Y llega el cocinista… pero seguirá el cocinero
Me temo que en la gastronomía del futuro ocupe el cocinista un puesto preeminente, realizando al menos dos procesos sobre los productos:
Primero realizará un proceso analítico: habrá de utilizar productos ya alterados en sus características físicas (mediante la biotecnología y la genética), nutricionales (por deshidratación, por congelación, por texturización —v. gr. huevos reconstituidos) y organolépticas. Asimismo, habrá de utilizar bases culinarias obtenidas por separado (v.gr. fondo de salsa rápido, disponible en la cocina tradicional en no menos de 24 horas).
Luego realizará un proceso sintético, ya próximo al plato, sólo para culminarlo: únicamente elaborará productos por simple agregación de elementos preconstituidos que provienen de diferentes tecnologías.
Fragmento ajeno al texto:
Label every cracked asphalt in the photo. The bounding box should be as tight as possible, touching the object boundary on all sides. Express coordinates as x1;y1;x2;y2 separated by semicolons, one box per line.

Como consecuencia, producirá la «comida globalizada» que es la urbanización homogénea de la alimentación o, si se quiere, el cosmopolitismo gastronómico tecnificado: el hombre de la ciudad podrá consumir siempre productos de comida globalizada.
En la comida globalizada se ofrece la misma cosa y de la misma manera (desde Madrid a Pekín): la comida globalizada no es ni nacional, ni internacional, sino general: viene a ser la negación de todas las cocinas preexistentes.
Ahora bien, el cocinista puede convertirse en un adversario de todas las culturas culinarias, pues cambia el genio culinario por la calculadora. Hace que la psicología individual se incluya en el slogan publicitario. Induce a que el hombre consuma mezclas culinarias sin historia ni cultura.
Y a su vez, el slogan publicitario ofrece fórmulas de estética gastronómica preelaboradas para un deseo estandardizado: no habrá gustos individuales, sino marcados por la publicidad. Si el cliente elige al cocinero, el cocinista elige al cliente. El comensal de cocina globalizada ha de perder su identidad cultural: debe despersonalizarse.
Quizás el cocinero, el virtuoso tradicional –el que no actúa por simple agregación de productos, sino por invención artística sobre la naturaleza–, pueda ayudarnos a recordar que el hombre es de un lugar, de una historia y de una memoria.